At the same time, Andy Panda was working on a new girl group he envisioned as being a Latin version of the Supremes. The group was the Cover Girls. He and the Latin Rascals produced a demo for the group and began working on a stage show for the girls. Andy and I were Iooking for the same thing; a group that Hispanics could look up to and feel represented by.

On August 2, 1985, a club called the Devil's Nest opened its doors on the corner of Webster and Tremont Avenues in the Bronx. The club was originally intended to be a salsa club but the turnout was very light and the club owner, Sal Abbatiello, knew he had to think fast to keep the club alive. After a visit to a Manhattan club called Inferno which was packing in a large Latin teen crowd, he decided he should try to make Inferno's formula work in the Bronx. In order to succeed, he needed the right D J., the most popular new D J. on the street, to draw the crowd to the Devil's Nest. He heard about a young Puerto Rican D.J. who didn't play in clubs because he was too young, but when he played at local street jams, crowds followed him. The D.J. was Little Louie Vega. Two weeks later the Devil's Nest booked Expose, hired Little Louie, and Sal crossed his fingers. Luck he didn't need. The combination of Little Louie's following and the popularity of Exposé's hits "Point Of No Return" and "Exposed To Love" paid off. The club was packed and stayed packed week after week.

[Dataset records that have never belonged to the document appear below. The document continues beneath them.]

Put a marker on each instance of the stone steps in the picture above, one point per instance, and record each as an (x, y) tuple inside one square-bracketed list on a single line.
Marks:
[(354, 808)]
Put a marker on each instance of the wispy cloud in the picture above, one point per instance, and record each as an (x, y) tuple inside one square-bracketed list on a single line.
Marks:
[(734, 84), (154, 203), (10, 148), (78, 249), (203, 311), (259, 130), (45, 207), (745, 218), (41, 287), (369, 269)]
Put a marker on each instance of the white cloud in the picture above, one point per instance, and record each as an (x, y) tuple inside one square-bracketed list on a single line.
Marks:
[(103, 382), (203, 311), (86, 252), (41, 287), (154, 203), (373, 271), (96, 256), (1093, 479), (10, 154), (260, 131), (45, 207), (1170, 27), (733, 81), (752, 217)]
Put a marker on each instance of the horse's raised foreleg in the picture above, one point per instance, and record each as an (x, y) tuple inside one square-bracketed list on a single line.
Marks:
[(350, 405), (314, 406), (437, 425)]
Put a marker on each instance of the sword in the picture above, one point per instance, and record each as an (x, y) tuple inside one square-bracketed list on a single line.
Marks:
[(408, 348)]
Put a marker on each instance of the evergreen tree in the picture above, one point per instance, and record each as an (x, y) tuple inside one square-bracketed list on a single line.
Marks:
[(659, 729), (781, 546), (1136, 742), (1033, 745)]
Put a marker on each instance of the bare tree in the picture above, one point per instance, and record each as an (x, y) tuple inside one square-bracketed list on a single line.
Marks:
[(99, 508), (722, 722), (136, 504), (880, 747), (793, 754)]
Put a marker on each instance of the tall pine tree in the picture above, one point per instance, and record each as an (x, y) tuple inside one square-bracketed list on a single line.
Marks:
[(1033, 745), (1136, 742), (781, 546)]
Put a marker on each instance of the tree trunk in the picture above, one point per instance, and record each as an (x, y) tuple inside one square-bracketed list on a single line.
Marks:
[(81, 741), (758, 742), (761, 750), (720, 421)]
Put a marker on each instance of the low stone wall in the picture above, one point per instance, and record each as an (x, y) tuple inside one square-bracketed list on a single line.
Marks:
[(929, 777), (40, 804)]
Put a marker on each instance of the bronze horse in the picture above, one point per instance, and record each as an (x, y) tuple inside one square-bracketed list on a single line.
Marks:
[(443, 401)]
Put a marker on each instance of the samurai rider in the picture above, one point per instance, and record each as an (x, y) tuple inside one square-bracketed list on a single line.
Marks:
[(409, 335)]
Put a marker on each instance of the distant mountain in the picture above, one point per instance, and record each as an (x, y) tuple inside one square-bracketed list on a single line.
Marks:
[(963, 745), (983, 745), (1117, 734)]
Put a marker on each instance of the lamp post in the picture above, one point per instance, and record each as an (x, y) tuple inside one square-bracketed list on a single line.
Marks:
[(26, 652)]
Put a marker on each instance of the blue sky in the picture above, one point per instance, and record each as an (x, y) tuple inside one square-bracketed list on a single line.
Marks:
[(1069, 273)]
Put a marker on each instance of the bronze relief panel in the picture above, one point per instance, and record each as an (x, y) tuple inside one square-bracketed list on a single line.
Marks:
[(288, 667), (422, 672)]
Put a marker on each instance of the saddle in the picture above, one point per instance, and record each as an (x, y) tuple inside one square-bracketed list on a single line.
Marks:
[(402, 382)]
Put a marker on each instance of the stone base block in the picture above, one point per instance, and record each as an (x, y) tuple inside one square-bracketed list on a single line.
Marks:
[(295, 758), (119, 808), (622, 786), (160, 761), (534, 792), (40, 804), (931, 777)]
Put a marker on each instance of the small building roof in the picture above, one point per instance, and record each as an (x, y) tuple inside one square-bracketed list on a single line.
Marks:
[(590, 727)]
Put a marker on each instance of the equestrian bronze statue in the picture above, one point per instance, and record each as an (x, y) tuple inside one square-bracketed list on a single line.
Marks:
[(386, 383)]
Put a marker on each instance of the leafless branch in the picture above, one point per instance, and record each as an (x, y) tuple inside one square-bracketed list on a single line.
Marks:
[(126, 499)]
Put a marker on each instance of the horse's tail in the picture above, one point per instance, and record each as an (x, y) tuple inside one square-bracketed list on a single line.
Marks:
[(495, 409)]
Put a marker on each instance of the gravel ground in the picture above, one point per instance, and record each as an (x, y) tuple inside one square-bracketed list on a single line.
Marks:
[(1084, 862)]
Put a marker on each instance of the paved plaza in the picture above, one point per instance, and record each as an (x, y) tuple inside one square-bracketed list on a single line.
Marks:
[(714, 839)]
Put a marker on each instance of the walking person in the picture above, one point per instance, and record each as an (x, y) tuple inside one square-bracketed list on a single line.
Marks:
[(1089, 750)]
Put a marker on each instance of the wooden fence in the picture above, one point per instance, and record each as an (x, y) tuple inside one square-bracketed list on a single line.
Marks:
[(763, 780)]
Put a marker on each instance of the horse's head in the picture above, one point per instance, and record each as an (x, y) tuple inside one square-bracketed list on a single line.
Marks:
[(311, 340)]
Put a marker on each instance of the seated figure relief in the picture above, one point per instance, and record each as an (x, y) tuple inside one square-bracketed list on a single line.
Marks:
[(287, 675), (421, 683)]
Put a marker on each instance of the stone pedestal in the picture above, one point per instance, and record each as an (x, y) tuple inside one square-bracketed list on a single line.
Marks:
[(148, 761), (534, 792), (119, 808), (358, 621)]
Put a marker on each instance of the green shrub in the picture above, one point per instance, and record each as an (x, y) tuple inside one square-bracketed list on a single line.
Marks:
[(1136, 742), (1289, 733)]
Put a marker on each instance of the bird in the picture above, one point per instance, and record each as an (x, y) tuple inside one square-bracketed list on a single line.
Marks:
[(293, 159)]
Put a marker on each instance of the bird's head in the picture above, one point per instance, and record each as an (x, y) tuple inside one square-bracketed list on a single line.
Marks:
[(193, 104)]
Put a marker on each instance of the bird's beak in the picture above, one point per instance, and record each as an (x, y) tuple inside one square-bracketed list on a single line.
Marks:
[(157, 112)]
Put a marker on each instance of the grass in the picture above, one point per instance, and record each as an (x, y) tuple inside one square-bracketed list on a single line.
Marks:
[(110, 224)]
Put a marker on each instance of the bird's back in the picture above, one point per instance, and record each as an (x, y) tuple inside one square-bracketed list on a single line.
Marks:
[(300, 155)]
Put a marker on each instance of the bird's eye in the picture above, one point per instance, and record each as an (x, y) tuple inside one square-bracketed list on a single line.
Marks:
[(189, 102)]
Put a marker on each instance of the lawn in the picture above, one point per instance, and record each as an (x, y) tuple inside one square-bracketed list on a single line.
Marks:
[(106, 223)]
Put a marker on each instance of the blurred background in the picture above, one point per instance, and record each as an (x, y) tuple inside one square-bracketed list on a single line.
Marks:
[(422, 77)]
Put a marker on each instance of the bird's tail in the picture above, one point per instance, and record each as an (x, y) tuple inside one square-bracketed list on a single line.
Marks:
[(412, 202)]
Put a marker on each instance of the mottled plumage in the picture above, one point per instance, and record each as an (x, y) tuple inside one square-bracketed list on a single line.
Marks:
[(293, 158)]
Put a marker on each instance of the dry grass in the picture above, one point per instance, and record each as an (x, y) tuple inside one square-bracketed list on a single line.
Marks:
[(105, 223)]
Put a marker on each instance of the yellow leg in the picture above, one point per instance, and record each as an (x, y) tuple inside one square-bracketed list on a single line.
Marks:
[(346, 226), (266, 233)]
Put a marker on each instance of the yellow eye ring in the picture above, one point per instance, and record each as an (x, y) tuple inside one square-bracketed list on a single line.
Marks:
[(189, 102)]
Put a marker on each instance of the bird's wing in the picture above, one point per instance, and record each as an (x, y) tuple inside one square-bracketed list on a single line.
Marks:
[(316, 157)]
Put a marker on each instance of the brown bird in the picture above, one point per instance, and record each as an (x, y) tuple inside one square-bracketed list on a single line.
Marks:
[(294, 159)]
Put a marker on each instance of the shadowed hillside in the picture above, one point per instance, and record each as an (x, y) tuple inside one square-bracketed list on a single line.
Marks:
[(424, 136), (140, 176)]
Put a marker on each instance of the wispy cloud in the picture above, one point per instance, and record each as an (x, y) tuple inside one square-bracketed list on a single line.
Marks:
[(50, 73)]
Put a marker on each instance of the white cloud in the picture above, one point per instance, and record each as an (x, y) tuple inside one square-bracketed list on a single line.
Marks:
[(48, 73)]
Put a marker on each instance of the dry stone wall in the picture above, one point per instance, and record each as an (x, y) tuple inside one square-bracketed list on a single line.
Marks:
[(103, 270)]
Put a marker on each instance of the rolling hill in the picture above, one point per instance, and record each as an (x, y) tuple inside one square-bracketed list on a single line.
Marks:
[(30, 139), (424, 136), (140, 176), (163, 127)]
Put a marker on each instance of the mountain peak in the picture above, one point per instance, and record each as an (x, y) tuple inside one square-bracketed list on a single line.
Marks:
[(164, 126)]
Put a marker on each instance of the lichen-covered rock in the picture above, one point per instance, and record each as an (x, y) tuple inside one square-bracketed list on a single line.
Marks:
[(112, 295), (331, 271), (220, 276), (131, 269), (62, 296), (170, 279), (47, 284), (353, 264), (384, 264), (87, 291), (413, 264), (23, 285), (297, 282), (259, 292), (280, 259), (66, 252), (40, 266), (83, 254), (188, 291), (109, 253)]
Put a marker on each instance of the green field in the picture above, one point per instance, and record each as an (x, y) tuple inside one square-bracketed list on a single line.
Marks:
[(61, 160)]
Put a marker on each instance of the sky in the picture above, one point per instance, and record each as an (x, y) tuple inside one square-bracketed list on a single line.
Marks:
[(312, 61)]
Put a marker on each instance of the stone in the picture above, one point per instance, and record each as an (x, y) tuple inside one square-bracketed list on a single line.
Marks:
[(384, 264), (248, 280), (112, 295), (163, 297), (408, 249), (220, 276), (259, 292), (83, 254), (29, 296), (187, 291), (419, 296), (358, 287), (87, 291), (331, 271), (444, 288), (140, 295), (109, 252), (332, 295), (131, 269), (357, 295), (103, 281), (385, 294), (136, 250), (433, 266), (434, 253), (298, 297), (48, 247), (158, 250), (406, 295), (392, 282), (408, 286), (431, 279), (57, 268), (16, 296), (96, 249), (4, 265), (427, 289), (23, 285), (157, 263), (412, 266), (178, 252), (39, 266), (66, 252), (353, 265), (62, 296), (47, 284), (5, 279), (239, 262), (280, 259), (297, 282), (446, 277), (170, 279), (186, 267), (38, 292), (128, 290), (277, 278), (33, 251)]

Little Louie started playing "Show Me" by the Cover Girls and "One Way Love" by TKA on demo reels. They soon became Louie's biggest records even before they were officially released. On March 1, 1986, one week after the release of "One Way Love," TKA performed at the Devil's Nest. The club was packed with kids waiting to see who sang the record that they had heard in the club for weeks. When TKA walked on stage, the crowd went crazy. In all honesty, the show was rough around the edges, but the crowd loved them. They were happy to see one of their own on stage. TKA wound up repeating their entire show twice that night.